Yes, AI can “make” an image by examining other images and outputting a mashup based on what it’s taken in, but can this new image ever be better than the original? I don’t think so. Because it’s just a copy of a copy of a copy.
AI image generation does not start from scratch, it starts with a vast database of existing images. What it understands of the world is defined solely by images that already exist, by virtue of having been photographed or drawn or painted by humans. No human-made images, no generative AI.
AI, at its essence, is designed to be derivative.3
Imagine a world in which AI has won. And now, since AI-generated photorealistic illustrations have replaced photography, every new iteration is a copy of a copy. Soon enough, every new AI image is based on a previous AI image. With every iteration it gets further from any recognizable reality. Send the image through the copy machine enough times and humans in pictures will have six fingers, bad teeth and demon eyes.
If generative AI succeeds, that success will ultimately lead to its downfall.

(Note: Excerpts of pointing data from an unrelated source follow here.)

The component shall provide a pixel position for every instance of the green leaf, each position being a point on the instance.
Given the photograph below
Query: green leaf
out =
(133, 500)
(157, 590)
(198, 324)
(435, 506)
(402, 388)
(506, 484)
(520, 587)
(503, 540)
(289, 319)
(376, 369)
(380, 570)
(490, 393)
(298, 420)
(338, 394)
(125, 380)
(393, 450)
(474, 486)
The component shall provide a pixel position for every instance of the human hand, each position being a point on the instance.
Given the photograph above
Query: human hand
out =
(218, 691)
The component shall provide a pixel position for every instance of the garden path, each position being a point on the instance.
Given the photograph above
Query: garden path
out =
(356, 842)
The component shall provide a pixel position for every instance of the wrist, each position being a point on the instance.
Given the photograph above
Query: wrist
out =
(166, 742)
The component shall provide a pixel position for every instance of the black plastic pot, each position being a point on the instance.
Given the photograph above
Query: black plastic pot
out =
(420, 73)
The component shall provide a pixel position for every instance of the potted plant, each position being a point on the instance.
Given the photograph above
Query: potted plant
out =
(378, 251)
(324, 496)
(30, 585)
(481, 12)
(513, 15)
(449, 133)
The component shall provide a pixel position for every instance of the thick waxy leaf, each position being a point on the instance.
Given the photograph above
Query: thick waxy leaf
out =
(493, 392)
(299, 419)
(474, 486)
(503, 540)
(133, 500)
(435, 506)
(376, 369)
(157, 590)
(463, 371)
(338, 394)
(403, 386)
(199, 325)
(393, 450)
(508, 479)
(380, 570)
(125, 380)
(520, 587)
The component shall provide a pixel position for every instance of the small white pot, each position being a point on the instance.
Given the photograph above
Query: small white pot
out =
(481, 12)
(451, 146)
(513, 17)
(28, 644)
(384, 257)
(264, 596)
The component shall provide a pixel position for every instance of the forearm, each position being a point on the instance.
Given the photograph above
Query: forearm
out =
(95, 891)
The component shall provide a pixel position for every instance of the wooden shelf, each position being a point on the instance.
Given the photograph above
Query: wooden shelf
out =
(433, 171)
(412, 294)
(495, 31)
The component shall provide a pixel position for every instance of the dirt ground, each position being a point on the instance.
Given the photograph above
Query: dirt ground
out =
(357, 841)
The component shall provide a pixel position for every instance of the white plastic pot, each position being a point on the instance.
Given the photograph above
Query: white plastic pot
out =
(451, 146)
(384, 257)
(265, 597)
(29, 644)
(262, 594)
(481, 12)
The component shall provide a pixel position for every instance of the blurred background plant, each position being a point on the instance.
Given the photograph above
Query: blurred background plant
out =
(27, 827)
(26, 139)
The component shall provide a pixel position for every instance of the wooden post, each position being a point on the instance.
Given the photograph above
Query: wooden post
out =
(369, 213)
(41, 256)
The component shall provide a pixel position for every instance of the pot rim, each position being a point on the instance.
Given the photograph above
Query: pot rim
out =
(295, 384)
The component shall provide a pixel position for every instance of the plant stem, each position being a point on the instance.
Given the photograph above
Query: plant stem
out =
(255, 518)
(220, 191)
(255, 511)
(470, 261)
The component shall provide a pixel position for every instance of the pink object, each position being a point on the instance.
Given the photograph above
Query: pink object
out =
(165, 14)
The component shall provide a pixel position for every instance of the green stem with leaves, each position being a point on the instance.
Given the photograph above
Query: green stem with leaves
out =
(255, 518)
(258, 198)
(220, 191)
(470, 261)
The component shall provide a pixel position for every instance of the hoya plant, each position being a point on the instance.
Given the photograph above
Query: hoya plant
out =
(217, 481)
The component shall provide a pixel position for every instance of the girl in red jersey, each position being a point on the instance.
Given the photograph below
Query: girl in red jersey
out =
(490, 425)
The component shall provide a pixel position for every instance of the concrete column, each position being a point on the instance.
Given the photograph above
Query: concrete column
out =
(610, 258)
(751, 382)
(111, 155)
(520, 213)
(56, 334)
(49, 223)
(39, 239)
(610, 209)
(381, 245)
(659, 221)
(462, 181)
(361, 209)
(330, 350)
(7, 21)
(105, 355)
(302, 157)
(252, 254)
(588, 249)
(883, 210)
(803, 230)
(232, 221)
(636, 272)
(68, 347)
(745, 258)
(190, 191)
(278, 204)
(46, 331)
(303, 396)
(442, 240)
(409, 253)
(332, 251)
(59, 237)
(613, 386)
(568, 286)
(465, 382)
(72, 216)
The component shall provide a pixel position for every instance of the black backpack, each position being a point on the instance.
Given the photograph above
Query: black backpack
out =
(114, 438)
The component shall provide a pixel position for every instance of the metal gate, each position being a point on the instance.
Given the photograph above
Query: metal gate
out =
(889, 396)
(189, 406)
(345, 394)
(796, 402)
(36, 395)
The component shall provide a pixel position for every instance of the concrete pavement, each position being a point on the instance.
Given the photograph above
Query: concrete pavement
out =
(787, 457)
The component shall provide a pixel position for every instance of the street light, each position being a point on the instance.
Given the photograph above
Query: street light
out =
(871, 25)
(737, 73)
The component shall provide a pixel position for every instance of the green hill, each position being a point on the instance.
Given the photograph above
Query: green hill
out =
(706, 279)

Without reality to copy, the input becomes contaminated. Garbage in, garbage out.
Lest all of this come off as anti AI, allow me to explain that I think of myself simply as healthily skeptical of big tech companies promising the world so long as I give them my credit card. It’s good for business, sure. But is it good for actually helping humans do the things we do best?

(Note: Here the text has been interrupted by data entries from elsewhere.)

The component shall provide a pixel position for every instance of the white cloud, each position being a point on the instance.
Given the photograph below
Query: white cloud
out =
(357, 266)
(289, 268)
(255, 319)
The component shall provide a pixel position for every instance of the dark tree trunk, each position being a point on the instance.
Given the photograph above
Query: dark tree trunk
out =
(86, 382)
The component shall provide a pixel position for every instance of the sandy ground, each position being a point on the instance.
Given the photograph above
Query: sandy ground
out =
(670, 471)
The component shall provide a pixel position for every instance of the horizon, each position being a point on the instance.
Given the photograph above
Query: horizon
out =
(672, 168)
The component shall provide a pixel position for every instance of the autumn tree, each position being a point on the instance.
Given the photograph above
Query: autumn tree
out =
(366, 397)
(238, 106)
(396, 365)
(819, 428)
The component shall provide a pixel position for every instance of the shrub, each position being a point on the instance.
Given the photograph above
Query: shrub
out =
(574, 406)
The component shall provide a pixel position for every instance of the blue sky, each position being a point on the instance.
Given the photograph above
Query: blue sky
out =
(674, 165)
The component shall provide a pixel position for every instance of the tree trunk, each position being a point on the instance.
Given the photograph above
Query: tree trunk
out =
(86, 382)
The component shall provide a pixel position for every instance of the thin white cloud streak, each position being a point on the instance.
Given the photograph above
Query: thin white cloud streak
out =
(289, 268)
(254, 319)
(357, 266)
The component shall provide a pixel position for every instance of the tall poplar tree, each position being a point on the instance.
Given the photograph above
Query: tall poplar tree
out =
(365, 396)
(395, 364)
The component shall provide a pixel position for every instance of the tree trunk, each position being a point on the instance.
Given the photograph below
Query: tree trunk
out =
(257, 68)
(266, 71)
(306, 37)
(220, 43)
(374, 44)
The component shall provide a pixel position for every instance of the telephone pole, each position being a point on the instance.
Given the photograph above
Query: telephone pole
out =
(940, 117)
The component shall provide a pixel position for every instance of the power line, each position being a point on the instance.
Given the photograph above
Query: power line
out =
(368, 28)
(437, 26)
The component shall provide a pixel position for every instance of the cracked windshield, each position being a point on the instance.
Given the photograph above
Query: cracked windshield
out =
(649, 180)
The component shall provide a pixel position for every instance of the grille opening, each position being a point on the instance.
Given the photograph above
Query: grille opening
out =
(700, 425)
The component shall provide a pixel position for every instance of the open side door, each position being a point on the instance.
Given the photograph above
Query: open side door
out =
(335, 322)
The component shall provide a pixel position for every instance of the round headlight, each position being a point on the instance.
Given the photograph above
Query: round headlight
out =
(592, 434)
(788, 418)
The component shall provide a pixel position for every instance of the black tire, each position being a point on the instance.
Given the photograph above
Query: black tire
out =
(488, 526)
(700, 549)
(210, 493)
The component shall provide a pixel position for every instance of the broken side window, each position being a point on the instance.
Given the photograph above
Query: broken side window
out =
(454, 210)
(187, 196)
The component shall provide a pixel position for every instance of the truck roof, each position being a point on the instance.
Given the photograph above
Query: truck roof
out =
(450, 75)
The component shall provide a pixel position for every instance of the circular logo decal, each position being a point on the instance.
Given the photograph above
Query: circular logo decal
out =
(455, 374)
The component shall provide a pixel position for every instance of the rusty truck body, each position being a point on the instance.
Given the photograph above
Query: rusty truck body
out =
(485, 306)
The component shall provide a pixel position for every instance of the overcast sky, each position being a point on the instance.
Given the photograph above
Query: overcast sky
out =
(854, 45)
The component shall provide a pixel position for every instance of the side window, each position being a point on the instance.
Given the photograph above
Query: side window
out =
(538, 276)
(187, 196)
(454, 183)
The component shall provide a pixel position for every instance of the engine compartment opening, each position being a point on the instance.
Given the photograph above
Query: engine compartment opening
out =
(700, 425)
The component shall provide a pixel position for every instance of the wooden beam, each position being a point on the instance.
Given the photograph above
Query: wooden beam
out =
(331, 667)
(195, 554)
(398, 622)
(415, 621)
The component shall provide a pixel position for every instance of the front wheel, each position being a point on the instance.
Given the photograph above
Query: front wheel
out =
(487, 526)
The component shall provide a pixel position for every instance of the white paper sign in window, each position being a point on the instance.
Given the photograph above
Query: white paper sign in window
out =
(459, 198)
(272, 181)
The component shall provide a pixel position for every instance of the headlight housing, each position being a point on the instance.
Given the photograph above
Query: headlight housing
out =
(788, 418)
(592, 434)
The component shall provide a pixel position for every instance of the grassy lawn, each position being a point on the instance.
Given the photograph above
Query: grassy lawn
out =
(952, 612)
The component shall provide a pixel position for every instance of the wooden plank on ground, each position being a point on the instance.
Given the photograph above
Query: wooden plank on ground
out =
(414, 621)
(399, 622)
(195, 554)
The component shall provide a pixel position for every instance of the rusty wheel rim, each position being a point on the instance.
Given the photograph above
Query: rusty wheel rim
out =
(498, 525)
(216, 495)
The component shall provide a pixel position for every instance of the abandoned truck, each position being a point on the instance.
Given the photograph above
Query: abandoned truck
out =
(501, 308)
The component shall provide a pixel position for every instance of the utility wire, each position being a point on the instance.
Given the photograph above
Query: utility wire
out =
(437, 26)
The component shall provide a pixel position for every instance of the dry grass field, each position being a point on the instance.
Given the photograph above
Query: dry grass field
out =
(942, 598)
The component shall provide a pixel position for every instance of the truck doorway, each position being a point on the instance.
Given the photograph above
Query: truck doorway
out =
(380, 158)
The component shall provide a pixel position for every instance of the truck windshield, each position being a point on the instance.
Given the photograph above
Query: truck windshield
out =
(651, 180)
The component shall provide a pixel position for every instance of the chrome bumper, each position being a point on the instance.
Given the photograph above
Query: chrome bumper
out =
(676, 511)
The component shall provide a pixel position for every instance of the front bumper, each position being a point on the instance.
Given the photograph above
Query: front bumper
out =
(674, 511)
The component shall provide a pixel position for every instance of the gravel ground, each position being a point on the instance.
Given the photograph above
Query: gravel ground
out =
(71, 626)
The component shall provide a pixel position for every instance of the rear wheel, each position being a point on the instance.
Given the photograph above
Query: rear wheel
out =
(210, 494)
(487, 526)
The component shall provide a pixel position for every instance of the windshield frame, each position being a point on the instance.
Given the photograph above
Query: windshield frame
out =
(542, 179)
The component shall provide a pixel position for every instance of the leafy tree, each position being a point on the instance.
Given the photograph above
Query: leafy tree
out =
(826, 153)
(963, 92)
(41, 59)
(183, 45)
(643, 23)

Interesting and useful, fine. But when it comes to the things that deeply matter, to enhancing our creativity and ingenuity? When it comes to making the next Mona Lisa? I’m calling it now: no way.

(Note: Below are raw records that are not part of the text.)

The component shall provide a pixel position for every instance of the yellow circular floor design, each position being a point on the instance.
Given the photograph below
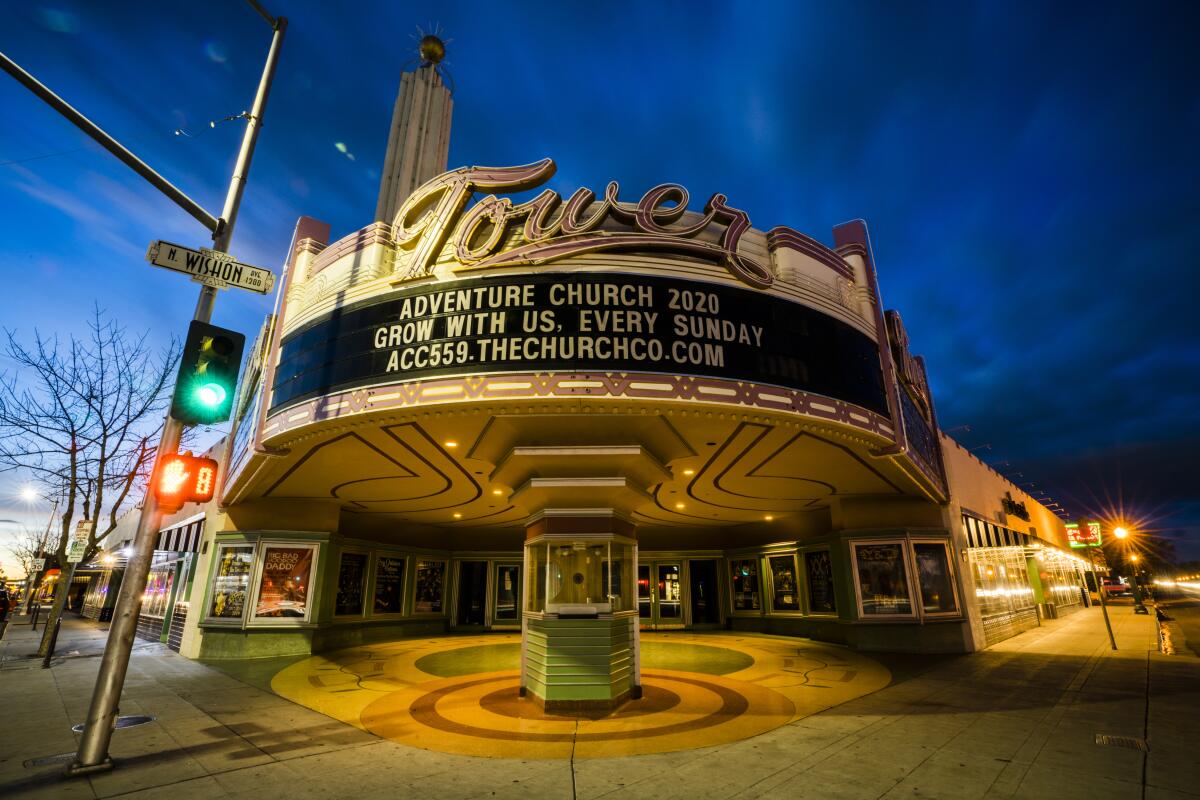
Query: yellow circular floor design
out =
(382, 689)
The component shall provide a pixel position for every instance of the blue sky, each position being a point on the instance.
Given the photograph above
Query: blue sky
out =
(1027, 172)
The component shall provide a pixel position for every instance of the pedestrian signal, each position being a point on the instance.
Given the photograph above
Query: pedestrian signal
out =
(208, 374)
(183, 477)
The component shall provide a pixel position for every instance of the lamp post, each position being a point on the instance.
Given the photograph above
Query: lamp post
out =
(1139, 606)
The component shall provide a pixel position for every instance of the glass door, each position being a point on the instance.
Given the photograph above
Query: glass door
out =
(508, 596)
(660, 594)
(472, 594)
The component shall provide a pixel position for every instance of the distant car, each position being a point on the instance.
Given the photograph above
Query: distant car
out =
(1116, 589)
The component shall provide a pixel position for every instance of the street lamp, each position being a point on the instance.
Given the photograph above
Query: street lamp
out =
(1139, 606)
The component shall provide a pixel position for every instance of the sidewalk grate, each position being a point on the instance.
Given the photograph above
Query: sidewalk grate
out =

Just today I received an email from a company that had been successfully sued, apparently on my behalf, and so I was refunded a whopping $9.72 because, after I spent hundreds to thousands of dollars with this company, they disclosed (i.e. sold to the highest bidder) my personal information and medical history. I’ll try not to spend it all in one place.
A cynic might point out that Google here is simply being capitalistically prudent. It stands to profit from sending searchers to the software giant’s website, as the mud-as-building-material gang isn’t likely to be working with quite as big of a marketing budget.
Unless we achieve artificial general intelligence, the holy grail of AI, which scientists remain undecided about whether or not it can actually happen. They do seem to agree, though, that if it does happen it’s going to destroy the world. Which I think would mean I’m technically still right.
I briefly quit using Adobe in 2020 because even with a high spec laptop, PP crashed constantly. Going more than 15 to 30 seconds without hitting ctrl s was a recipe for frustration (it felt like using a buggy beta program). So I looked for alternatives and found them in Capture One and Davinci Resolve. Capture One actually worked better with Nikon raw files than LR and why anyone uses anything but Resolve for video editing post 2020, I don't understand. But I only made it about six months before missing things (and layers) that I can only get from PS. And that's how they got me. I still hate the subscription model with a passion though, so I'm happy to see any wrist slapping they can get for strictly schadenfreude reasons.
The Adobe terms and conditions update was the final straw for me. After an almost thirty-year business relationship with that company, I canceled my $60/month Creative Cloud subscription. I have replaced them with the Affinity Suite by a company called Serif. The learning curve is surprisingly easy, and I pay them a fraction of what I pay Adobe.